Pubdate: Sun, 23 Apr 2000
Source: Province, The (CN BC)
Copyright: 2000 The Province
Contact:  200 Granville Street, Ste. #1, Vancouver, BC V6C 3N3 Canada
Fax: (604) 605-2323
Website: http://www.vancouverprovince.com/
Author: Jason Proctor

EAST-SIDE HEROINES

Gripping portraits of female addicts put a human face on the rising
toll of drug deaths

Much Music's Muchwest program will focus tonight on the heroin
epidemic plaguing Vancouver's downtown east side, premiering two music
videos by local singer-songwriters.

Both videos feature gripping portraits by Lincoln Clarkes, a Vancouver
photographer who has spent the last two years compiling  tributes to
the lives of "Heroines" - female addicts whose faces are the human
side of a story usually told in terms of overdose statistics.
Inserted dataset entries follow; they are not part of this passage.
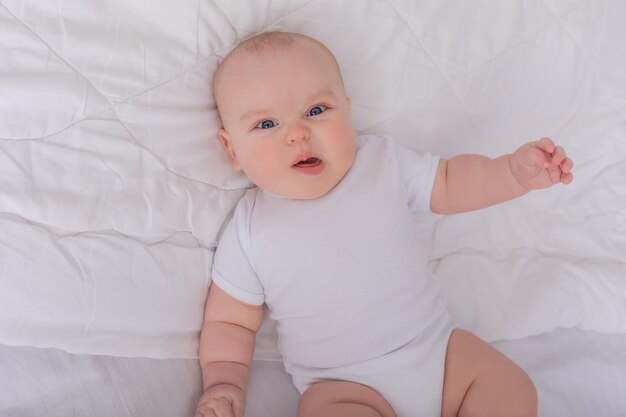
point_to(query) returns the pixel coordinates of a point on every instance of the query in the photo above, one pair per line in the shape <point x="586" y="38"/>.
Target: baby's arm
<point x="226" y="349"/>
<point x="470" y="182"/>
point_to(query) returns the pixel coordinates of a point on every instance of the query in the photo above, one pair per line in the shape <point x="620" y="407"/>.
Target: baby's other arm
<point x="470" y="182"/>
<point x="226" y="349"/>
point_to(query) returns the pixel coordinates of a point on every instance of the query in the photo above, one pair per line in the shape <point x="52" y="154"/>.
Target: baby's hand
<point x="541" y="164"/>
<point x="223" y="400"/>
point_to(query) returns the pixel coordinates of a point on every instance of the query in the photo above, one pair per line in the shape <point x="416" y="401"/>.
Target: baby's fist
<point x="541" y="164"/>
<point x="223" y="400"/>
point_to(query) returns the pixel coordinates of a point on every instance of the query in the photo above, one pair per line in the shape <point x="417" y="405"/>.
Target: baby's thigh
<point x="480" y="380"/>
<point x="342" y="398"/>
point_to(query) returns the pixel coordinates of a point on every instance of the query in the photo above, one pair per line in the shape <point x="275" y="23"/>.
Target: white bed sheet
<point x="577" y="373"/>
<point x="113" y="186"/>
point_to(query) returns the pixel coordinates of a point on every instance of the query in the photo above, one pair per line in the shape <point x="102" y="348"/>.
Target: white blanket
<point x="113" y="186"/>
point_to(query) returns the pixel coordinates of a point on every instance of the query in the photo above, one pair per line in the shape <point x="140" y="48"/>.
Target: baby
<point x="327" y="240"/>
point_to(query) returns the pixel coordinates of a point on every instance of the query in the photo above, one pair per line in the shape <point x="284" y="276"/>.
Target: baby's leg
<point x="342" y="399"/>
<point x="481" y="381"/>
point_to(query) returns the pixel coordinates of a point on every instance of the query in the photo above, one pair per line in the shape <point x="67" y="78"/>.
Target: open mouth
<point x="308" y="163"/>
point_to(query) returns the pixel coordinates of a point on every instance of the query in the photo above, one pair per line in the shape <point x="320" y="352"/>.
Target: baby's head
<point x="285" y="114"/>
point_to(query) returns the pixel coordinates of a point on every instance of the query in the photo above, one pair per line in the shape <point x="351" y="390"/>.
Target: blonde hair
<point x="270" y="41"/>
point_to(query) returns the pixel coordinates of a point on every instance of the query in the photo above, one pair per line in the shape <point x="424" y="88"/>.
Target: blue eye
<point x="266" y="124"/>
<point x="317" y="110"/>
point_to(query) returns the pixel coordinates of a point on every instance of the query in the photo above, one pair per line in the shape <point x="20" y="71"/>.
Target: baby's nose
<point x="298" y="133"/>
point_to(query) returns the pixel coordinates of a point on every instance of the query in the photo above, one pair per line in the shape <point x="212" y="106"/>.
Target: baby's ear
<point x="228" y="146"/>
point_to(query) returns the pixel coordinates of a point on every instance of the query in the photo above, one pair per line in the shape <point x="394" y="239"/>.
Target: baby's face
<point x="286" y="120"/>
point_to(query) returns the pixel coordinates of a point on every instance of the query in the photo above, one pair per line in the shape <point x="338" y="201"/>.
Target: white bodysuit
<point x="345" y="278"/>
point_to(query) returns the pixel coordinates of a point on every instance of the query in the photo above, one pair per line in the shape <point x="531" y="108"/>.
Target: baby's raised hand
<point x="223" y="400"/>
<point x="541" y="164"/>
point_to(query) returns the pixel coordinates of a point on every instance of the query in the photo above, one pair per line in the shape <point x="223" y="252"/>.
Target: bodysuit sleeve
<point x="418" y="173"/>
<point x="232" y="267"/>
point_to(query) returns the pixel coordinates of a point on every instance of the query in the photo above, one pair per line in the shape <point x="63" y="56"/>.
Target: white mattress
<point x="113" y="186"/>
<point x="577" y="374"/>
The statistics themselves are grim. During the three months of this
year, 87 people in B.C. died from drug overdoses, up from 67 during
the same period last year.

Seen here are four of the more than 350 women Clarkes has photographed
within a five-block radius of Main and Hastings. He has no titles for
the images and doesn't feel comfortable identifying the women  or
their circumstances.

"I have 101 reasons why I started this project," he told The Province.
"It's so important that these women and their plight is
documented."

The videos - which will air at 7 p.m. and midnight - were created by
students at Emily Carr after Clarkes gave a presentation of his
pictures. The two songs were written by Kat Kosiancic and Suzanne Wilson.

Clarke describes his work as "social documentary". The portraits were
all taken in gritty black and white and the subjects look directly
into the camera.

"We see the problem from a distance, we hear about it - but we don't
usually look into the faces of the statistics," says Clarkes. "These
photographs force people to look into the eyes of the women."